Durante a colonização holandesa, que sucedeu à presença portuguesa em algumas ilhas, a influência católica regrediu e deu lugar à do protestantismo, que em conjunto com o catolicismo perfaz cerca de 10% da população. Mas a acção evangelizadora portuguesa prevaleceu aqui e ali, como nas comunidades das ilhas do Mar de Banda, em Sulawesi e nas Molucas, e, também, em Timor Ocidental e na ilha das Flores, onde as celebrações são muito expressivas e as paisagens se configuram com inúmeras igrejinhas de arquitectura mestiça, marcadas pela presença de elementos da arquitectura popular local. Em Bali, são curiosíssimas essas fusões arquitectónicas, que mostram a forte influência hindu nos elementos estruturais e decorativos. O templo dedicado a São José, em Denpasar, lembra muito bem, na cor, na representação das figuras do panteão cristão e nas linhas da torre a arquitectura religiosa hindu.

Nas grandes cidades indonésias, o cenário é semelhante ao que encontramos por quase todo o Sudeste Asiático, árvores de Natal cintilantes nos centros comerciais e muitos sinterklas — o Pai Natal de influência linguística holandesa. No vocabulário natalício damos também com sinais da herança cultural lusitana: o internacional Merry Christmas tem no arquipélago o equivalente Selamat Hari Natal, os fiéis deslocam-se às igrejas para as cerimónias e para a misa do galo, enquanto as crianças entoam as canções ensaiadas na sekolah e sonham, presumivelmente, com as bonekas e bolas solicitadas ao Pai Natal. Fogo-de-artifício na véspera ou no dia de Natal, mensagens para os familiares distantes, orações em casa ou nas igrejas, cânticos e danças (como a toja bobu, nas Flores), a par da representação de pequenas peças de teatro por jovens e crianças e da gastronomia típica da época, são alguns dos aspectos que caracterizam as celebrações na Indonésia. À mesa, além dos doces, reina um caldo de feijão e a carne de porco grelhada — apesar da sua interdição para a maioria muçulmana, é um tipo de alimento assíduo nas dietas de outras comunidades religiosas.

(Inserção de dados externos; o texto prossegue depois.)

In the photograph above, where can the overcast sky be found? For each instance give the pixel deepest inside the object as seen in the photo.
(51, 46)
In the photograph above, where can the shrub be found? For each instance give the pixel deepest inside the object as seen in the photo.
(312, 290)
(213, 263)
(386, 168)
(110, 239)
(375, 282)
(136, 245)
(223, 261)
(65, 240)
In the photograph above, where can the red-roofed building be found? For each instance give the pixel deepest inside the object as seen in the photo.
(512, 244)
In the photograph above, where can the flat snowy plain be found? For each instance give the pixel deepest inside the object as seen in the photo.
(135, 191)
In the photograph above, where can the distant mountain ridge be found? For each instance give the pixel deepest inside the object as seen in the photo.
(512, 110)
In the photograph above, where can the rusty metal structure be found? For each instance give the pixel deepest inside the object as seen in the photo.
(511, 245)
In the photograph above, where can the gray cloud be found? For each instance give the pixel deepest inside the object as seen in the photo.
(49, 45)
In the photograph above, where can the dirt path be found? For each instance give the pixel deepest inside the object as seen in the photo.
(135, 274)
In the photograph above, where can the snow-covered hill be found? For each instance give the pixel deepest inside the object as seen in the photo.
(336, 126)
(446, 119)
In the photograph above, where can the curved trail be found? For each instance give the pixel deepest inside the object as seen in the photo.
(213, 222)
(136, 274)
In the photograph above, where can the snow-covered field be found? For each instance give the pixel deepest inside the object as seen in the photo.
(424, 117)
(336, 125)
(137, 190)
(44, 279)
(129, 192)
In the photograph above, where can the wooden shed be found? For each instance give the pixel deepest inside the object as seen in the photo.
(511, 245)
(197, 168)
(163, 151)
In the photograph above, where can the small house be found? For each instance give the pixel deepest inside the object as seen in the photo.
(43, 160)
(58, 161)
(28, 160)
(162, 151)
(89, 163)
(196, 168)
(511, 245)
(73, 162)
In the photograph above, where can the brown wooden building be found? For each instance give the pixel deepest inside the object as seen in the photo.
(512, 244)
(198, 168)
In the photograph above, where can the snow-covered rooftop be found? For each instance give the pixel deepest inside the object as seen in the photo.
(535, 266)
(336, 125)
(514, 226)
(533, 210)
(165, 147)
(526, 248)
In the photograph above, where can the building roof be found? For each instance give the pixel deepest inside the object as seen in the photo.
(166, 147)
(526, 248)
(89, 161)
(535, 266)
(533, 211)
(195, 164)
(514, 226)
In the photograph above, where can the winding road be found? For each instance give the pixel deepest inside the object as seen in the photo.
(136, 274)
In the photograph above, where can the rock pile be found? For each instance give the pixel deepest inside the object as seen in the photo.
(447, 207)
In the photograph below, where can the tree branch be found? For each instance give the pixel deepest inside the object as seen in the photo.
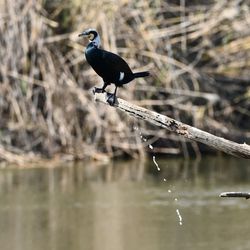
(189, 132)
(235, 194)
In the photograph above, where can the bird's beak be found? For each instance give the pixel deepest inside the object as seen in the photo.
(83, 34)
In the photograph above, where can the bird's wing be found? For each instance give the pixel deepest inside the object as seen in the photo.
(115, 62)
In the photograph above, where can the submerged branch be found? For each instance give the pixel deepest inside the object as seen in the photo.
(235, 194)
(189, 132)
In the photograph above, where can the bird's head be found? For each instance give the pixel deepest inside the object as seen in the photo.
(93, 36)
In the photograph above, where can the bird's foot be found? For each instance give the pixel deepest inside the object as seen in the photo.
(98, 90)
(110, 99)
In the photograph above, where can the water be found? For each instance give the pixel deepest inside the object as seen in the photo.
(126, 205)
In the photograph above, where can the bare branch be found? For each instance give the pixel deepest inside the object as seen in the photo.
(189, 132)
(235, 194)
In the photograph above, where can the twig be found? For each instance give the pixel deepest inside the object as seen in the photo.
(235, 194)
(189, 132)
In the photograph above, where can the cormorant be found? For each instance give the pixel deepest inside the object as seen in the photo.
(111, 67)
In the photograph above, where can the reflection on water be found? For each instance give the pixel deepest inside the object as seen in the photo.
(126, 205)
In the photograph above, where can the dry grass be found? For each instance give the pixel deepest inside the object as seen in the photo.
(198, 54)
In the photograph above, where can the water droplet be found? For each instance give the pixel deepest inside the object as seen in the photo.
(156, 164)
(179, 216)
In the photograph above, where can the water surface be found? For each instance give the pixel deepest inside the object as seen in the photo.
(126, 205)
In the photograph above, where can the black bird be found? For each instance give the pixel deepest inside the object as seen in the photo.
(111, 67)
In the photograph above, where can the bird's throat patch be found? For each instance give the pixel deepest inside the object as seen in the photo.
(121, 76)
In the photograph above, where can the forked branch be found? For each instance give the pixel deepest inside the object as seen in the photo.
(189, 132)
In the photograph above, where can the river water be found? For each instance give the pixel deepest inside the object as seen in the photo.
(126, 205)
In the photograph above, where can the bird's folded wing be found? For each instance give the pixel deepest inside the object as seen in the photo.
(115, 62)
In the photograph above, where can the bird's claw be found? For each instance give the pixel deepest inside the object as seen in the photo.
(97, 90)
(110, 99)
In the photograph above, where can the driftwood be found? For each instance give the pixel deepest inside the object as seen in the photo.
(235, 194)
(189, 132)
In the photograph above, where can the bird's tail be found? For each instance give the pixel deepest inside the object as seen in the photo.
(141, 74)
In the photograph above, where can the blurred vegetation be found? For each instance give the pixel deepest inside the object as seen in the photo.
(197, 51)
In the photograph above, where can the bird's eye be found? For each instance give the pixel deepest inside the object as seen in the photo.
(91, 36)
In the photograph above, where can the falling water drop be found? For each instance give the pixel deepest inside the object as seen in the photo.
(156, 164)
(179, 216)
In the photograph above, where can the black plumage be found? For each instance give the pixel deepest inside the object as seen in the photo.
(111, 67)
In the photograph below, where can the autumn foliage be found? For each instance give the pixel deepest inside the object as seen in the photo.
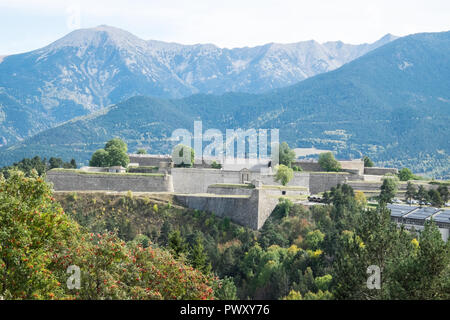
(38, 242)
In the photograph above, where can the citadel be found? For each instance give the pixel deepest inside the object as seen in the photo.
(244, 191)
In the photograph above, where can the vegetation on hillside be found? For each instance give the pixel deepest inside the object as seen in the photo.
(39, 241)
(114, 154)
(317, 253)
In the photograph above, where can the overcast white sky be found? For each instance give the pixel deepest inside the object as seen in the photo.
(30, 24)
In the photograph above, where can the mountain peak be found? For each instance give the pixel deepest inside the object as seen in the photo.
(100, 35)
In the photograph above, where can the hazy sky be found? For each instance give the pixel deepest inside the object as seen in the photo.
(30, 24)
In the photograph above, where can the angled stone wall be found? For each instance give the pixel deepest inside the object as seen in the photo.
(379, 171)
(67, 180)
(250, 211)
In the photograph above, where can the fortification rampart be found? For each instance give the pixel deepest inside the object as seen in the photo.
(379, 171)
(250, 211)
(66, 180)
(321, 182)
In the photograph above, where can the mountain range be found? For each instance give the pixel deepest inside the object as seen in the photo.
(391, 104)
(90, 69)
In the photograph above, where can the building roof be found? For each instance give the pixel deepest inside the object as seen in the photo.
(419, 213)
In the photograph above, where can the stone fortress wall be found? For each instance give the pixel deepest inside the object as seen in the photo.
(70, 180)
(248, 210)
(226, 192)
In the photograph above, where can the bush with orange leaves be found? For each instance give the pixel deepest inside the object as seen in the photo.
(38, 242)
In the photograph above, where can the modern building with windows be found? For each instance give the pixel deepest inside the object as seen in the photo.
(414, 218)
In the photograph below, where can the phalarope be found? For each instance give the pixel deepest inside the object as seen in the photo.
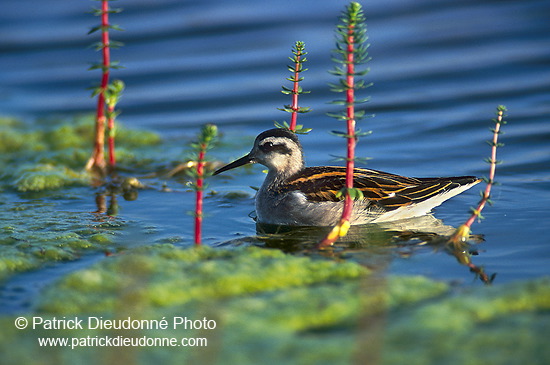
(293, 194)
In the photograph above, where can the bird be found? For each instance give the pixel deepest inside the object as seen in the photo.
(295, 195)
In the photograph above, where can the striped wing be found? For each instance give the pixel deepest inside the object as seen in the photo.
(387, 190)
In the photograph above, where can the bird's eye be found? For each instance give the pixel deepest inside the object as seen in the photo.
(266, 147)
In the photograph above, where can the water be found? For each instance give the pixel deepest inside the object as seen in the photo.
(439, 69)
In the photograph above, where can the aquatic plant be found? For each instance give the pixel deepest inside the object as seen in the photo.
(97, 160)
(460, 237)
(112, 96)
(299, 57)
(206, 140)
(351, 50)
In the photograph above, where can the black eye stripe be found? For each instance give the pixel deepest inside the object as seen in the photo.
(271, 147)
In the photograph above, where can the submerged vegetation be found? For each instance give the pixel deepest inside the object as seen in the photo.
(313, 307)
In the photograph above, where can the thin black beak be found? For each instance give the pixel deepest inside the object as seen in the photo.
(241, 161)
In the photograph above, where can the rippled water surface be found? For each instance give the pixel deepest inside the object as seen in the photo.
(439, 69)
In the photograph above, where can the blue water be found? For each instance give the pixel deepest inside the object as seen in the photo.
(439, 69)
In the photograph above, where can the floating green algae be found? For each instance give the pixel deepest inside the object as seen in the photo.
(34, 234)
(275, 308)
(51, 154)
(175, 276)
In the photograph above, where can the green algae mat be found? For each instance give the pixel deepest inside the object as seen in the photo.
(161, 302)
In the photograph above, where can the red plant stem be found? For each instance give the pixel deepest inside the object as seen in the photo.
(487, 192)
(98, 156)
(111, 138)
(295, 92)
(350, 113)
(199, 195)
(343, 225)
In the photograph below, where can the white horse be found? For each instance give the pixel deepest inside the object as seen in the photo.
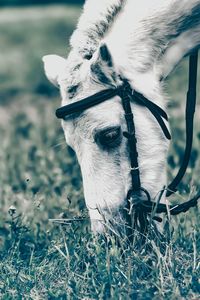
(139, 40)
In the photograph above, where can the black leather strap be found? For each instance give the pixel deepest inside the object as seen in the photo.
(189, 117)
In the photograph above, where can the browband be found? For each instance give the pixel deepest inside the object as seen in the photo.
(107, 94)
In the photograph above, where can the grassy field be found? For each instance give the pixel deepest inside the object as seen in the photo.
(40, 181)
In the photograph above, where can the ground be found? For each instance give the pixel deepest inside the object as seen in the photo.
(40, 181)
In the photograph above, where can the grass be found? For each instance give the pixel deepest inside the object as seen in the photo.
(40, 180)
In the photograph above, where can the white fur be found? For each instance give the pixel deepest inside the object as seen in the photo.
(146, 40)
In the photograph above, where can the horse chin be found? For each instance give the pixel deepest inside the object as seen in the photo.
(108, 221)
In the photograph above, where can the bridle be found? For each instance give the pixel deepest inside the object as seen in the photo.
(142, 208)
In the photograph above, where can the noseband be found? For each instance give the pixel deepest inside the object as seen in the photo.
(128, 96)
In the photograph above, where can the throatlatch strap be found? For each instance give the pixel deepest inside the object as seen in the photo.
(189, 116)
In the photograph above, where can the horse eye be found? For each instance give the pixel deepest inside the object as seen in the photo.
(109, 138)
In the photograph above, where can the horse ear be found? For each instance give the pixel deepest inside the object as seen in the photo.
(54, 65)
(104, 55)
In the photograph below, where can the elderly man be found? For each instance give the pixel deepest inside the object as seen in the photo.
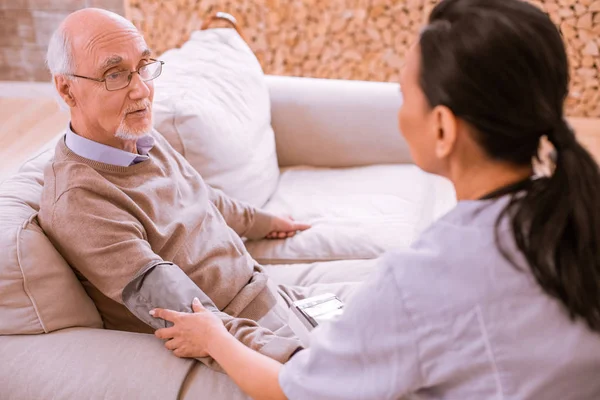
(119, 202)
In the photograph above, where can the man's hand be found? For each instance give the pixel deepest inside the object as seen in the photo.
(285, 227)
(191, 333)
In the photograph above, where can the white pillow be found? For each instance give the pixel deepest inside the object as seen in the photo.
(212, 104)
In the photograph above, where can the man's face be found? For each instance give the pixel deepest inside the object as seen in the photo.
(124, 113)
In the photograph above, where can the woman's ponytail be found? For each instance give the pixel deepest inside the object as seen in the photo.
(557, 227)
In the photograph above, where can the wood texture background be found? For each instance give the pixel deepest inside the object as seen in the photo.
(358, 39)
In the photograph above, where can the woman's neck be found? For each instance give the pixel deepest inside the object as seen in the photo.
(475, 183)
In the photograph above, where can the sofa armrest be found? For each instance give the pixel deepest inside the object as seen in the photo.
(85, 363)
(336, 123)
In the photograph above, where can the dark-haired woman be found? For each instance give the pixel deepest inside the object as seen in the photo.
(499, 299)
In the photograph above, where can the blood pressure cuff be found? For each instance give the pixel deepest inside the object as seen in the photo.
(162, 285)
(165, 285)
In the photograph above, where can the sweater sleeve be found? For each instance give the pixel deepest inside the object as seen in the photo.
(108, 246)
(100, 240)
(244, 219)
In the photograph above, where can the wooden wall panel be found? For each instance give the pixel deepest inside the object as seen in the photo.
(358, 39)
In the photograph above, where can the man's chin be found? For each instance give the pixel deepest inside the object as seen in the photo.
(128, 133)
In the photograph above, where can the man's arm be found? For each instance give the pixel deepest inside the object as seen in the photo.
(253, 223)
(108, 246)
(244, 219)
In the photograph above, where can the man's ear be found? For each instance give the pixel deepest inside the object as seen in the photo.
(446, 130)
(63, 86)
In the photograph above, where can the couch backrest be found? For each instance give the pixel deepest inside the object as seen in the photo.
(39, 293)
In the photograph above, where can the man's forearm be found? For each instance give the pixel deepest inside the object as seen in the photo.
(256, 374)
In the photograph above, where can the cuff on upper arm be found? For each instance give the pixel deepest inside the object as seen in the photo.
(162, 285)
(261, 225)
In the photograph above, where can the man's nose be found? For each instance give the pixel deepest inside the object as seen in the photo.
(138, 89)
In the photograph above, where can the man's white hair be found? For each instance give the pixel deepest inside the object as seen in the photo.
(59, 57)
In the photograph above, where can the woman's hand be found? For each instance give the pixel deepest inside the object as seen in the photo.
(192, 332)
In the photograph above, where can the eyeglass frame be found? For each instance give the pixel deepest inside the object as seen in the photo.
(129, 77)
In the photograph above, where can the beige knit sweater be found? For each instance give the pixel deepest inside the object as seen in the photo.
(109, 222)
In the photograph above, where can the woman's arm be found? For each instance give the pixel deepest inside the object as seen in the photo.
(257, 375)
(203, 333)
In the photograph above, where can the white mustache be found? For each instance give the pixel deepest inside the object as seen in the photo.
(138, 106)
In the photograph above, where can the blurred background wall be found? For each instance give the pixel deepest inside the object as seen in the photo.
(25, 29)
(343, 39)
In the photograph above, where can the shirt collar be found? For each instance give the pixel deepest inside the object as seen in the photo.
(99, 152)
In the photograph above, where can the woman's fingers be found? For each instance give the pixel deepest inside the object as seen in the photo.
(197, 306)
(167, 315)
(165, 333)
(172, 344)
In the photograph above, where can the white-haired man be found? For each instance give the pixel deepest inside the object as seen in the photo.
(119, 202)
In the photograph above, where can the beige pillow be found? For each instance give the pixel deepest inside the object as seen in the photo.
(212, 104)
(39, 293)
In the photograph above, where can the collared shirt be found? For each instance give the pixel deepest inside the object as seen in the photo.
(99, 152)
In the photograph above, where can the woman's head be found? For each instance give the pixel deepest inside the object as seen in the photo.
(488, 79)
(491, 71)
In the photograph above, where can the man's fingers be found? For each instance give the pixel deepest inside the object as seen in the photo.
(167, 315)
(165, 333)
(300, 226)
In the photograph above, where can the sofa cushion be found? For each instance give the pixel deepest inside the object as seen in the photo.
(212, 104)
(39, 292)
(356, 213)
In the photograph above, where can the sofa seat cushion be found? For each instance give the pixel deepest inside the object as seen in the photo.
(356, 213)
(212, 104)
(39, 293)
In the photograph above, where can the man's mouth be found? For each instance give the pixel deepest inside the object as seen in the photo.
(138, 112)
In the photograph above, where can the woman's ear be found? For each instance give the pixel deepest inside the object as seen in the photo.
(446, 127)
(63, 86)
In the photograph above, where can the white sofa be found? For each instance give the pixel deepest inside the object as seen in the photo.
(344, 168)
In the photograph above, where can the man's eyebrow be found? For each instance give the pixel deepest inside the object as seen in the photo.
(114, 60)
(110, 61)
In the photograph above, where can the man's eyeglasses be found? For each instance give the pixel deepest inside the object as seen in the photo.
(122, 79)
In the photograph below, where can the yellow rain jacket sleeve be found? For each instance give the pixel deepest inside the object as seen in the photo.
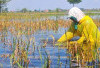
(87, 31)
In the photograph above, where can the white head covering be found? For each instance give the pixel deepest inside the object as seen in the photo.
(76, 12)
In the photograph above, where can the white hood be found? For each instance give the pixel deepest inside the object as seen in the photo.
(76, 12)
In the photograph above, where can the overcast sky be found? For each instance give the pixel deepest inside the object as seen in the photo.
(50, 4)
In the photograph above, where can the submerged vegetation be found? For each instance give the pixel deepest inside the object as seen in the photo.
(17, 35)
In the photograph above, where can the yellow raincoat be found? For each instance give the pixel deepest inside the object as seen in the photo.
(89, 41)
(87, 31)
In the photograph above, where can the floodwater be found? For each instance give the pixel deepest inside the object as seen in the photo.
(58, 57)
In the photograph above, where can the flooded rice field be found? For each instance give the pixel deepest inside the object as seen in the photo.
(30, 42)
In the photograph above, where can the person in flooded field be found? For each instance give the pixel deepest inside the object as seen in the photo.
(84, 27)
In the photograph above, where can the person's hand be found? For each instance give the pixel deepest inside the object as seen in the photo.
(73, 42)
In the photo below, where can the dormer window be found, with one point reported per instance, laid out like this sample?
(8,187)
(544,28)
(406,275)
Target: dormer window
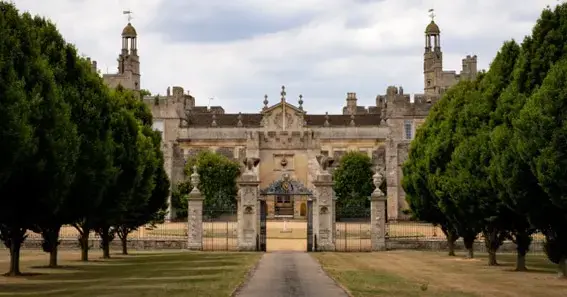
(408,129)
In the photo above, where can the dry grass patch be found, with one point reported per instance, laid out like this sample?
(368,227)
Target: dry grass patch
(414,273)
(157,274)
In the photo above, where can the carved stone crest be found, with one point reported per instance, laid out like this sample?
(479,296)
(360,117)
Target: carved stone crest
(325,162)
(251,163)
(378,179)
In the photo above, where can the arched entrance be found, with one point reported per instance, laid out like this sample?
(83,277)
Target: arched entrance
(286,204)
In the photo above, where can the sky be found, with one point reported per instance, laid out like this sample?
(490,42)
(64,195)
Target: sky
(235,51)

Em muitos lugares do arquipélago, enfim, os últimos dias do ano não diferem muito dos que se vivem noutras latitudes, a não ser em “pormenores” como o clima, que convida a aprazíveis passeios após a Consoada, transportando-se para a rua a animação e um pouco do fervor religioso da época. E sempre achamos coisas familiares, como as tão internacionalizadas canções de Natal Jingle Bells e Silent Night, umas vezes em inglês e outras, quase sempre, aliás, na versão local em bahasa. E para os cerca de 25 milhões de cristãos indonésios há, ainda, transmissão radiofónica e televisiva de concertos de Natal, além da emissão pela RTVI, uma estação de televisão estatal, de algumas das celebrações.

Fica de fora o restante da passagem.